Mercedes-Benz drivers should arrive at their destination feeling better and fitter than when they got in the vehicle,” says Ola Källenius, the company’s Head of Group Research and Car Development. The system includes seats that move with the body to alleviate fatigue and feature built-in massage functions. Heart-rate sensors on the steering wheel let drivers know whether they’re stressed, while the car can interact with a wearable wristband that measures users’ vital signs.

“There is a close correlation between safety and well-being: a person who feels safe feels

better, and a person who feels well drives more safely,” adds Anke Kleinschmit, Head of Group Research at Daimler. One key aspect of the new system is increased privacy. A prerequisite for all services is that customers receive transparent information and decide what data is collected for which purpose.

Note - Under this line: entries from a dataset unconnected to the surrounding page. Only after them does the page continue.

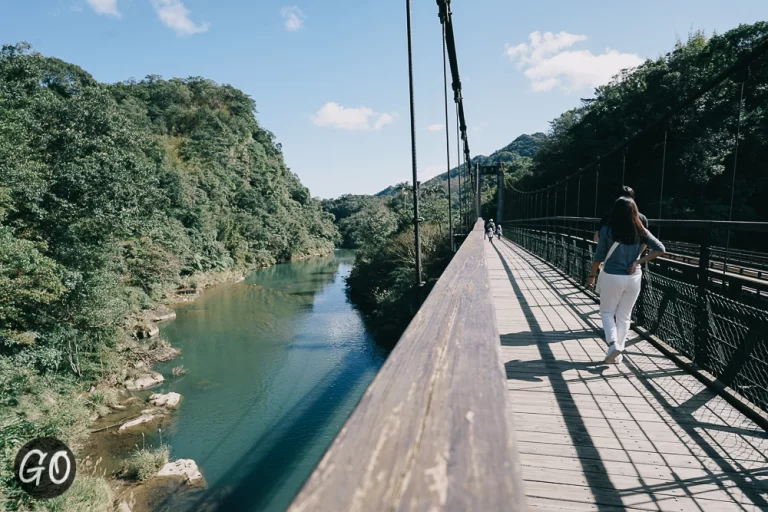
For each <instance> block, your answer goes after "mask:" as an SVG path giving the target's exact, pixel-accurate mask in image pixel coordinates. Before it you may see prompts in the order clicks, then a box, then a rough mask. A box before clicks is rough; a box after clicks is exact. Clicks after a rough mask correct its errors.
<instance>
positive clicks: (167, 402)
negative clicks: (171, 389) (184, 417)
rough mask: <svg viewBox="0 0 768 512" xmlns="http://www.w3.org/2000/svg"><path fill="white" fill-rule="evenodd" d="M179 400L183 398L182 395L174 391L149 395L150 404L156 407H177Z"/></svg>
mask: <svg viewBox="0 0 768 512" xmlns="http://www.w3.org/2000/svg"><path fill="white" fill-rule="evenodd" d="M179 400H181V395H180V394H178V393H174V392H170V393H166V394H164V395H162V394H160V393H155V394H154V395H152V396H150V397H149V403H150V404H152V405H154V406H156V407H167V408H169V409H174V408H176V406H178V405H179Z"/></svg>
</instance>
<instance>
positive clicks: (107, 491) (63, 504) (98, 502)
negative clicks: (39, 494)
mask: <svg viewBox="0 0 768 512" xmlns="http://www.w3.org/2000/svg"><path fill="white" fill-rule="evenodd" d="M112 500H113V494H112V489H111V488H110V486H109V482H107V481H106V480H105V479H104V478H102V477H97V476H87V475H83V476H81V475H77V476H76V477H75V481H74V482H72V487H70V488H69V490H68V491H67V492H65V493H64V494H62V495H61V496H59V497H58V498H54V499H52V500H50V501H48V502H46V503H45V509H46V510H47V512H112V509H113V508H112ZM0 510H1V509H0Z"/></svg>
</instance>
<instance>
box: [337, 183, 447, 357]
mask: <svg viewBox="0 0 768 512" xmlns="http://www.w3.org/2000/svg"><path fill="white" fill-rule="evenodd" d="M392 189H393V192H392V193H391V194H388V195H387V196H383V197H377V196H353V195H345V196H341V197H339V198H337V199H331V200H326V201H324V202H323V207H324V208H325V210H326V211H328V212H330V213H332V214H333V215H334V217H335V219H336V223H337V225H338V227H339V231H340V232H341V236H342V238H343V241H342V245H343V246H344V247H350V248H358V249H359V250H358V252H357V256H356V258H355V264H354V267H353V269H352V272H351V274H350V276H349V278H348V279H347V285H348V292H349V297H350V299H351V300H352V302H353V303H354V304H355V306H356V307H357V308H358V309H359V310H360V311H361V312H362V313H363V314H364V316H365V318H366V320H367V321H368V326H369V328H370V329H371V330H372V331H373V332H374V333H375V334H376V335H377V338H378V340H379V341H382V342H384V343H391V342H394V341H396V340H397V338H398V337H399V336H400V334H401V333H402V332H403V330H404V329H405V327H406V326H407V325H408V322H409V321H410V320H411V318H413V315H414V314H415V313H416V311H417V310H418V308H419V306H420V305H421V302H422V301H423V300H424V299H426V296H427V295H428V293H429V290H430V289H431V288H432V286H433V285H434V283H435V282H436V281H437V279H438V278H439V277H440V274H442V272H443V270H444V269H445V267H446V266H447V265H448V262H449V261H450V259H451V255H452V252H451V250H450V241H449V239H450V237H449V236H448V197H447V195H446V192H445V190H443V188H442V187H440V186H439V185H433V186H422V187H420V189H419V198H420V199H419V201H420V209H419V214H420V216H421V217H422V218H423V219H424V222H423V223H422V263H423V272H422V279H423V280H424V281H425V283H426V285H425V286H424V287H423V288H421V289H417V288H416V287H415V286H414V283H415V277H416V255H415V252H414V235H413V188H412V187H411V185H409V184H408V183H400V184H398V185H396V186H394V187H392ZM456 213H457V212H456V211H454V217H455V218H454V222H456V221H457V219H456Z"/></svg>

HYUNDAI MOBILITY VISION CONCEPT

One of the more radical concepts on show at CES was Hyundai’s Mobility Vision concept, in which the car is effectively part of your home, physically ‘docking’ with a driver’s house. In Hyundai’s words, the concept “suggests how the car could shed the image of a conventional vehicle, integrating itself with the living space when docked, before becoming a mobile living space when customers need to move around.”

BMW HOLOACTIVE

The German car maker chose CES to unveil its HoloActive Touch system, a holographic virtual interface. Projected inside the cabin the interface acts like a virtual touchscreen; its free-floating display is operated using finger gestures and confirms the commands with what the driver perceives as tactile feedback. BMW also presented a vision of how car interiors might appear in the future with its i Inside Future sculpture, a feast of wood and composite materials. BMW’s designers have abandoned the idea of the driver centric cockpit and instead opted for a connected living space where passengers can stay busy on the Internet or simply relax.

FARADAY FUTURE

The US start-up has had a somewhat rocky genesis and it didn’t get much smoother at CES when its first production car, the FF91, failed to obey self-parking commands set by its billionaire Chinese backer Jia Yueting during a live demo. That glitch aside, the FF91 is a Tesla rival with an impressive set of statistics. It boasts 1,050hp on demand and can accelerate from 0-60mph in 2.39 seconds, while the Tesla Model S P100D reaches 60mph in 2.5s. In addition to the ample power, the company’s Senior Vice-President Nick Sampson told showgoers that the car would feature a “driverless valet” system – where the driver can leave the car to park itself – as well as two “aerodynamic antennas”, which will enable the car to act as an oversized wireless router. The car will unlock itself using face recognition technology and features the ability to learn driver preferences.

AUDI AUTONOMOUS Q7

Audi demonstrated its latest advances in autonomous mobility at CES with a fully autonomous version of it Q7 SUV. Utilising artificial intelligence provided by Nvidia, a tech firm most commonly associated with high-level graphics cars for computers, the Q7 is capable of end-toend deep learning and can read signs, navigate around obstacles, and drive on a variety of surfaces including grass and dirt. According to the firm’s US President Scott Keogh the system will be ready for production in 2020.